The analysis gives a retrospective take a look at how LTHs behaved in earlier value climbs: “LTHs accumulated BTC from $15k to $25k, before selling to new market entrants (short-term holders) who bid the price up to the next ‘step’. They did the same from $25k to $40k, from $40k to $65k, and from $65k to the ~$95,000 range we find ourselves in now.”
Consorti notes that LTHs have currently turned again into web accumulators. Although the shift is slight, he contends this habits normally marks the tail finish of consolidation earlier than one other breakout.

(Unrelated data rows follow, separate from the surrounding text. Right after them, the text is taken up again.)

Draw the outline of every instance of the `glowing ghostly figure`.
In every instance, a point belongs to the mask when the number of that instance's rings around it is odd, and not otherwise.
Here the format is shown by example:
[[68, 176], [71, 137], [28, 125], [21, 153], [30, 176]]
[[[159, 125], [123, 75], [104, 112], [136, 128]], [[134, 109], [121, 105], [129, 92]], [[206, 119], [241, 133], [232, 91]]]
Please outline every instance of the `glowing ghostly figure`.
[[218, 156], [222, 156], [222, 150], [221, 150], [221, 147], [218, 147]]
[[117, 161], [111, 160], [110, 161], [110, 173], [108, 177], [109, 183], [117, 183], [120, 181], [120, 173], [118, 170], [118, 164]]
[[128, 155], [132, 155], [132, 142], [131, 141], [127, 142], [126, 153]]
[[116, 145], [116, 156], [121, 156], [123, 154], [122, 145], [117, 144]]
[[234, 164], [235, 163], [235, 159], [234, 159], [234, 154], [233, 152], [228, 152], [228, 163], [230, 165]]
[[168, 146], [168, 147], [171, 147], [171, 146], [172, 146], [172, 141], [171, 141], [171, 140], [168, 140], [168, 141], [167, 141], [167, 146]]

The researcher additionally factors to a current $1.4 billion Ethereum hack on Bybit—allegedly the most important in crypto’s historical past—as an element momentarily knocking bitcoin off an try to interrupt out of its falling wedge sample. Despite the market disruption, bitcoin solely slipped 1.75% on the day, which Consorti says is a testomony to the main BTC’s “outright strength” and diminishing correlation to broader crypto property.
Overall, Consorti expects the falling wedge to “resolve itself by the first week of March,” barring further black swan occasions. He additionally observes that Bitcoin’s present consolidation zone could stretch past 101 days, cautioning that “maximum pain in the market” may see it lengthen to 236 days, mirroring final summer time’s protracted consolidation interval.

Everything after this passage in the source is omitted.